For the fourth straight year, LendingTree examined the state of retail credit cards heading into the holiday shopping season. As in previous years, we surveyed Americans about these popular cards but also reviewed terms and conditions on nearly 100 cards from the nation’s biggest retailers to see what people can expect when they hit the stores and websites.

However, we’re also expanding our report this year to include a look at “buy now, pay later” (BNPL) loans. These installment loans are now commonly available alongside traditional store credit cards on retailers’ online checkout pages and consumers are embracing them in a big way, so we looked at more than 125 major retailers to see what, if any, “buy now, pay later” services they offered.

Key findings

  • Interest in applying for store cards drops to its lowest level since 2018. Just 29% of consumers say they’re likely to apply for a store credit card this holiday shopping season, compared to 44% in 2020, 32% in 2019 and 24% in 2018.
  • Debt falls, too: Just 1 in 3 with a store card said they currently have debt associated with that card.
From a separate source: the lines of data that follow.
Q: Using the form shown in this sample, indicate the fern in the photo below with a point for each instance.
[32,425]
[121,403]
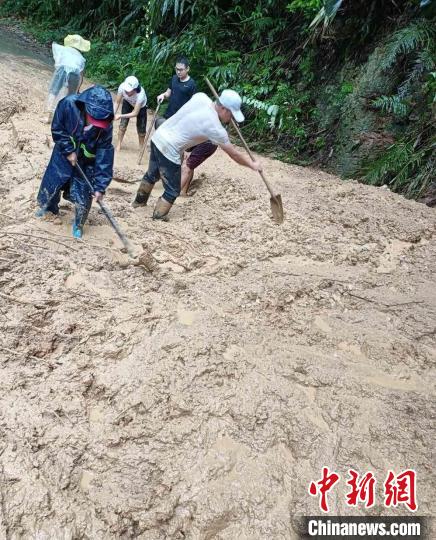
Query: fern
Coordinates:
[418,35]
[391,105]
[270,109]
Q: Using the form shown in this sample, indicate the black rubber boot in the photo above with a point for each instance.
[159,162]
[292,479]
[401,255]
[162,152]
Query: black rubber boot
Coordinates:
[142,194]
[161,209]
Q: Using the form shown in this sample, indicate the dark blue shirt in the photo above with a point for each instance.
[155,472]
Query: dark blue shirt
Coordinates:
[181,93]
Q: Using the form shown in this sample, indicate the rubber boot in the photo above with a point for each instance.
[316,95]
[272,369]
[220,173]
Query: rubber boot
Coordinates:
[41,212]
[77,231]
[161,209]
[121,133]
[142,194]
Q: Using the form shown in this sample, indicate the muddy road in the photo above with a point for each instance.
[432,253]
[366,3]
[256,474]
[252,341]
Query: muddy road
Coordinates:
[200,399]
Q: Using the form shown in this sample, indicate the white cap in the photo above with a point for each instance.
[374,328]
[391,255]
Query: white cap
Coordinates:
[76,41]
[232,100]
[131,83]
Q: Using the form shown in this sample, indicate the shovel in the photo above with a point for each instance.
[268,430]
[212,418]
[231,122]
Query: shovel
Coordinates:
[275,200]
[109,216]
[141,153]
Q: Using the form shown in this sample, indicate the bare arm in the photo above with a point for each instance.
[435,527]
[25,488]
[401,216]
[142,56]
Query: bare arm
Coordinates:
[165,95]
[239,157]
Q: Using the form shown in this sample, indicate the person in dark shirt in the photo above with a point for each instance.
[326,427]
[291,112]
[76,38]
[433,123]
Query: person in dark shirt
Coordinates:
[180,90]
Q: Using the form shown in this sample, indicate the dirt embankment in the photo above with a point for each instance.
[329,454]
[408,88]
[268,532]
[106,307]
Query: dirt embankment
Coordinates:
[199,400]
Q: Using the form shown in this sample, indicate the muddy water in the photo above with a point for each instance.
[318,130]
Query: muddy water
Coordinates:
[199,400]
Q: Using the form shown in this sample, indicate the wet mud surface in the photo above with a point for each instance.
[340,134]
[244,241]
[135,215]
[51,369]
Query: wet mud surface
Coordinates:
[197,395]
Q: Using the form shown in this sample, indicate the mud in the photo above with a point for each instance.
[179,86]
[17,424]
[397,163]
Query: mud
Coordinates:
[198,394]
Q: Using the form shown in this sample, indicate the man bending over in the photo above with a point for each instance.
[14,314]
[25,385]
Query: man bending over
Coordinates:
[197,121]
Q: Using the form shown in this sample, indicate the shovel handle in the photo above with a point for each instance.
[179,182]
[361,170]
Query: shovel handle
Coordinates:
[141,153]
[108,214]
[238,131]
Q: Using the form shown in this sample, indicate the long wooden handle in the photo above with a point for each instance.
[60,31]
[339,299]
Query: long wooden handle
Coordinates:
[108,215]
[238,131]
[141,153]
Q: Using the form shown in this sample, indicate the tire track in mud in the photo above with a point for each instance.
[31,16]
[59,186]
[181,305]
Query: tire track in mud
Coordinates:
[199,399]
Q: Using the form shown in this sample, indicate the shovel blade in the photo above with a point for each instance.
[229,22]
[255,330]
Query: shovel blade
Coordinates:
[277,208]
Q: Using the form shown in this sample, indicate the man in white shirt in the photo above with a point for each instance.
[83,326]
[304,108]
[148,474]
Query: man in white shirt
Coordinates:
[197,121]
[69,68]
[134,104]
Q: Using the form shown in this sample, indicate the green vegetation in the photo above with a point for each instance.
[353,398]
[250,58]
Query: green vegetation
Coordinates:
[347,85]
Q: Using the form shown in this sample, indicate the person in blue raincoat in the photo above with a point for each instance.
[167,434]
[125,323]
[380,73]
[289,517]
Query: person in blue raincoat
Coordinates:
[82,132]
This is a big decrease from 49% in 2020.
  • 42% of consumers have closed a store credit card. An additional 13% have had a store card closed by the issuer. The main reasons for voluntary closures were no longer shopping at the store (46%) and high interest rates (35%).
  • Average store credit card interest rates remain high, though largely unchanged. The average APR on a new retail credit card offer was 24.27%, up only slightly from 2020’s 24.24%.
  • Consumers still prefer store cards over buy now, pay later, but it is close. 29% of consumers would be more likely to pay with a store card this holiday season, while 21% would turn to buy now, pay later financing.
  • More retailers offer store credit cards than buy now, pay later loans, though many offer both. 67 of the 126 retailers’ websites we reviewed offered a store credit card, while 56 offered a BNPL loan. However, 42 retailers made both options available.
  • Buy now, pay later options pop up in unexpected places. Paying in installments at department stores and big-box retailers, sure — but doing so at Dollar Tree or Panera Bread? Yep, it’s possible there, too.
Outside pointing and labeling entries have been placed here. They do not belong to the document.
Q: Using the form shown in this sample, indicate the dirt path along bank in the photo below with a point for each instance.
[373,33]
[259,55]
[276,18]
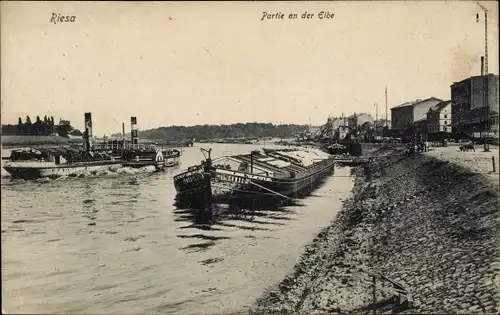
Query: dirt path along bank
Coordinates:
[428,224]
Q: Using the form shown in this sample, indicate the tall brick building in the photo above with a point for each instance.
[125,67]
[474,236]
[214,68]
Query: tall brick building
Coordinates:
[407,114]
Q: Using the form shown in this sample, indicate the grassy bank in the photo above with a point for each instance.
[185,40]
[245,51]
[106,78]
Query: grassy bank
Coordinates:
[430,225]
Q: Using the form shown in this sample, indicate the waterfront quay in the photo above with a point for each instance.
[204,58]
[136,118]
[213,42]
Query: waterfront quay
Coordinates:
[429,224]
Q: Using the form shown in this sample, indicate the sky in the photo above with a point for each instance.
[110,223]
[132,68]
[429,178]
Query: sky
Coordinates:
[218,63]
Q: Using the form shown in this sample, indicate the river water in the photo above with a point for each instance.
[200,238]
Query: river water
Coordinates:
[116,244]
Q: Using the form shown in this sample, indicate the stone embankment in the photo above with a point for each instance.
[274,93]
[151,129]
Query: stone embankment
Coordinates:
[428,224]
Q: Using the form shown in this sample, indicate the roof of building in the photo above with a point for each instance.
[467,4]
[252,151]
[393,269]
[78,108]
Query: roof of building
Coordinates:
[439,107]
[415,102]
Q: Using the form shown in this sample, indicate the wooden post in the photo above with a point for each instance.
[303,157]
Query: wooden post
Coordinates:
[374,297]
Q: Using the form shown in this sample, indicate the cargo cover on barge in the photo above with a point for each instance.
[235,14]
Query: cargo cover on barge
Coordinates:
[267,175]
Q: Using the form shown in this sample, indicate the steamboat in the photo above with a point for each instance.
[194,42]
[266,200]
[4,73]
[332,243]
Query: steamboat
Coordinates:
[270,175]
[138,154]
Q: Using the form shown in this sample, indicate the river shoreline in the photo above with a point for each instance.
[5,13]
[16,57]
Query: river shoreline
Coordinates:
[430,225]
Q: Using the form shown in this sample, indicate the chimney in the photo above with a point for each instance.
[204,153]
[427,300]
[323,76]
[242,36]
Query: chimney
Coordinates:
[482,65]
[87,136]
[133,130]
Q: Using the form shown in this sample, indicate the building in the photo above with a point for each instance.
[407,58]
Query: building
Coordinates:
[405,115]
[468,104]
[357,120]
[439,119]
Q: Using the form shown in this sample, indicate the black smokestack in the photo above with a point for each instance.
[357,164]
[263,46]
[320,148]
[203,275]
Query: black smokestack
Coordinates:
[133,131]
[88,131]
[482,65]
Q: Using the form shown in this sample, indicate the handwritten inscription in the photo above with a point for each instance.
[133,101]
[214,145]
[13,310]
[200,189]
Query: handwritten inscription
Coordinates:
[59,18]
[323,15]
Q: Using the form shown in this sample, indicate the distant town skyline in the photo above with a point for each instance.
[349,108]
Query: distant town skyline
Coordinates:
[177,64]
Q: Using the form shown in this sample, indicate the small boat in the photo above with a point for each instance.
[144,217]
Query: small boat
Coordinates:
[29,163]
[171,157]
[267,175]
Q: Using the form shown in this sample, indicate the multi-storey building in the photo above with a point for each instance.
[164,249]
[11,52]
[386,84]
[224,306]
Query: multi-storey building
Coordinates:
[439,119]
[405,115]
[469,107]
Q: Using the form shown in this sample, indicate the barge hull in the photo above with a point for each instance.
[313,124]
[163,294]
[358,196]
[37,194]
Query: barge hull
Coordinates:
[220,189]
[30,172]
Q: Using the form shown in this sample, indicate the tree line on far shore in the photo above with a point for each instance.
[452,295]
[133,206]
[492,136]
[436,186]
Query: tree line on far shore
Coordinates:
[40,127]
Interest in applying for store credit cards plunges

From 2018 to 2020, we saw significant growth in people’s interest in retail cards. That interest peaked in 2020, as 44% of respondents said they were at least somewhat likely to apply for a store credit card during the holiday shopping season. That was up from 32% in 2019 and from 24% in 2018.

That trend seems to have shifted in a big way in 2021.

Just 29% of consumers say they’re likely to apply for a store credit card this holiday season — that’s a huge drop from last year’s peak and is the second-lowest total since 2018.

Not all consumers are shying away, though. More than 40% of parents with kids under 18 (44%) and millennials (43%) said they’re likely to apply, as did 33% of women. However, the data is clear that the past year has brought a major shift in consumers’ approach to these cards.

Fewer people carrying debt on store cards

The pandemic saw millions of Americans paying down their credit card debt. Reduced spending during lockdowns teamed with government economic stimulus and other factors to leave many consumers flush with cash, which was often used to pay down high-interest debt such as credit cards.

Our data shows that just 33% of store cardholders had debt on those cards. That’s a significant drop from 49% in 2020.

That doesn’t mean that the cards aren’t being used, however.

Nearly 1 in 3 store cardholders had a balance of $500 or more, and of that group, 57% are still paying down that debt.

Card closures are common, but they aren’t always voluntary

Consumers have long had a love-hate relationship with store cards. Nearly 4 in 10 people (37%) with a store card today have regretted opening one in the past, and that regret can often lead to action.

More than 4 in 10 Americans (42%) have closed a store credit card in the past, and another 13% have had one closed involuntarily. (Millions of Americans had cards closed or credit limits slashed since the pandemic began, and it’s clear that store cards weren’t exempt from this purge.)

The most common reason given was that the cardholder doesn’t shop at the store anymore. The second-most common reason? Sky-high interest rates.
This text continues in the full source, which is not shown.